This morning I ran the Coogan’s Salsa, Blues, and Shamrocks 5k in Washington Heights (an area of NYC that is even further uptown than the area in which I live). As I said yesterday (I think it was yesterday, anyway…I’m too lazy to go back and check), I wasn’t necessarily looking to PR, though I was also planning to run strong and see where it took me. Well, all I can say is that I’ll really never know if I could have PR’d today, because I wasn’t really able to run my own race. It was more like the race of everyone around me. Just to warn you, this post will probably get a little bit rant-y.
I’ll start with the positive things about the race. First of all, it was organized by NYRR, and their races are always very organized. The shirts were fun too, in a stand-out turquoise color that is a nice change from the standard white. There were bands all along the course (I’ve run some races that claimed to have bands along the whole course and that actually turned out to be pretty lame in that regard, so this was pretty neat), and the atmosphere was festive. The course was also pretty, with a turn-around point that overlooked the Hudson River. And since I was running so slowly at that point, there was time to admire the view.
Which brings me to the negative things about the race. Like all NYRR races, this one utilized the corral system. And like every other race I’ve ever done, people completely ignored it and just placed themselves wherever they damn well pleased. As a result, people who were either walking or just loping along seeded themselves up toward the front of the crowd of runners, and people like me, who actually made the mistake of trying to follow the corral system, kind of got screwed being stuck behind them. I’m a huge supporter of people running at a pace that is comfortable for them, but it really bothers me when people who are running at a slower pace place themselves so far up in the crowd. All that does is make things difficult for everyone. It was especially bad during this race because the course was an out-and-back, so we had to cram down to one lane of traffic on a two-lane road to accommodate the front-runners. For the first two miles of the race, I was afraid I was literally going to trip over someone as I tried to weave through the crowd to find a place where I could run at my race pace, and this showed in my splits: 9:21 for the first mile, and 8:37 for the second. There were also a lot of children running the race, which confused me because there was a separate race for kids after the 5k. I’m really not a fan of having children run races with adults–in my experience, they tend to stop and start very haphazardly (of course, there are adults who do this, too), and it can be very hard to see them since they are small and will not be in your field of vision if you are paying attention to what is at eye-level. The course was somewhat hilly, and I think this helped to thin the crowd out slightly by the time I got through the second mile, but for the most part the whole thing was just one big clusterf*ck. I was finally able to hit a pace that felt right by the third mile, which I finished in 7:45.

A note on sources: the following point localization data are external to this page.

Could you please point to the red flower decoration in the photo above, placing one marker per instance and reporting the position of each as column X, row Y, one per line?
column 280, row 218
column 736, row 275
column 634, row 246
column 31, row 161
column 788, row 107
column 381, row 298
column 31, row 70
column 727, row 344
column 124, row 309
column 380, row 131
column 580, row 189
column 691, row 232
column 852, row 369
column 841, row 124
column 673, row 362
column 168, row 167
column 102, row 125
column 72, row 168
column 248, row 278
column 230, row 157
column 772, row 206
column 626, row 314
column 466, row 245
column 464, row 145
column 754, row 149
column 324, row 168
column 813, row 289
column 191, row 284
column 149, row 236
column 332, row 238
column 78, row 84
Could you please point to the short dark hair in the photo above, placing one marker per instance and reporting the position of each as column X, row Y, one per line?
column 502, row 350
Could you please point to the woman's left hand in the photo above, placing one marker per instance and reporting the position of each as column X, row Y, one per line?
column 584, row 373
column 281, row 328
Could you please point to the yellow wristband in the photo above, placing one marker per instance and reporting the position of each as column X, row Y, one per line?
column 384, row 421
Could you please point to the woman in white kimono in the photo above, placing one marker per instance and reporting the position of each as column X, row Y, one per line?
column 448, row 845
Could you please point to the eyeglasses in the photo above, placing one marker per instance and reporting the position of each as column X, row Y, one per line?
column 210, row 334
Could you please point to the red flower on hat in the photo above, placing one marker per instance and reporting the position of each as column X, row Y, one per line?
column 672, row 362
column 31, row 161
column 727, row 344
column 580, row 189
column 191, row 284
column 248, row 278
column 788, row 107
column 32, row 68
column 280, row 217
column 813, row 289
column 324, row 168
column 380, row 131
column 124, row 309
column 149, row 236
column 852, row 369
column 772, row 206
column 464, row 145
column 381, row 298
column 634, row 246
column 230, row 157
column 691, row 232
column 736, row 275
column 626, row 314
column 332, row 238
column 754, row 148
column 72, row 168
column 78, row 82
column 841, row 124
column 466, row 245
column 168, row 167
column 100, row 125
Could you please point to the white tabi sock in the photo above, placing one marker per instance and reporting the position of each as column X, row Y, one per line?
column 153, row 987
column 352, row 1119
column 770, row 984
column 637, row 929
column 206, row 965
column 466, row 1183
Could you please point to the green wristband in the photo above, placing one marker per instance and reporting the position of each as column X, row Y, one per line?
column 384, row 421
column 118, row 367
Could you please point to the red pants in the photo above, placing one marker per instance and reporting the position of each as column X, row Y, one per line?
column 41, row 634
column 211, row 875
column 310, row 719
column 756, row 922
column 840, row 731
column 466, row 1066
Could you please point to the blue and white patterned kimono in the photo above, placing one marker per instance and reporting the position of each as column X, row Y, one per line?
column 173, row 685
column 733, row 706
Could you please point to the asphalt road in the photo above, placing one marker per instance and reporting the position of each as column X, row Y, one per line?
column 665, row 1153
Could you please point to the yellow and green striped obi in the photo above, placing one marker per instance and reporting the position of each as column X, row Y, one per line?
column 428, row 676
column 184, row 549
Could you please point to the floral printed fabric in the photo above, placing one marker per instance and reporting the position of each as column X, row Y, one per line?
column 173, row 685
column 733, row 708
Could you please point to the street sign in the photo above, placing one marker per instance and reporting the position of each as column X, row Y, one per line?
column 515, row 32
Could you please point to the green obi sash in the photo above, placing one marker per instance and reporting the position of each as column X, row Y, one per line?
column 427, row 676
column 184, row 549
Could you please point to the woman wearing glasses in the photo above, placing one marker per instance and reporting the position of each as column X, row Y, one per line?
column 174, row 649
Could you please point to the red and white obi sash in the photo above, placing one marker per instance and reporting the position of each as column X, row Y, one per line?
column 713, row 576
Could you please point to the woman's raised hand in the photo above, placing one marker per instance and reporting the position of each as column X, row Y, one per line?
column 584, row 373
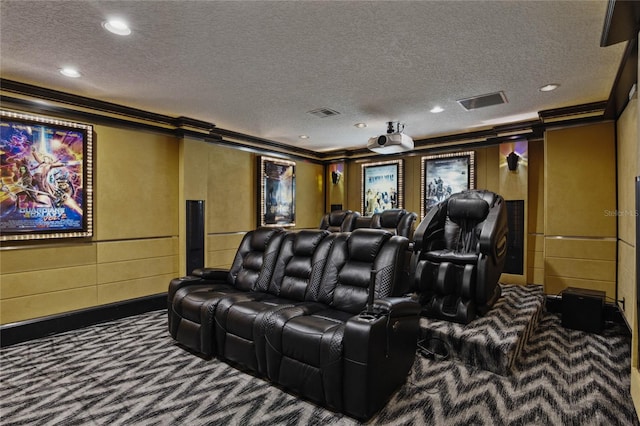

According to my Precious, my finishing time was 26:58 for a distance of 3.19, which potentially means that all the weaving I had to do added up to nearly .1 mile. That’s a lot of weaving, but it wouldn’t surprise me to learn that that’s what explains that extra bit of distance. There were definitely times when I felt like I was running laterally rather than forward. It was really frustrating. My official time, according to the race results, was 26:56. I think I posted yesterday that my 5k PR is 26:11–I should mention that my second-fastest 5k is 26:4x, and that was a race during which I walked. So essentially, I’ve run faster 5ks with walking breaks. I wish I’d had a chance to run at a more consistent pace, because I think I could have PR’d today. Overall, this was sort of a disappointment and although this might be a good party-time race (on a Sunday morning) to run with friends, that’s not really what I look for in my races. So.
I’m still planning on trying to go out later for another 6 miles, to meet my training goal for the week. For the rest of the day, I’m just going to try to take care of myself. I know my good friend the depression monster is lurking in the dark corners of my room, just waiting for an opportunity to pounce. I’m hoping to be able to hold him back.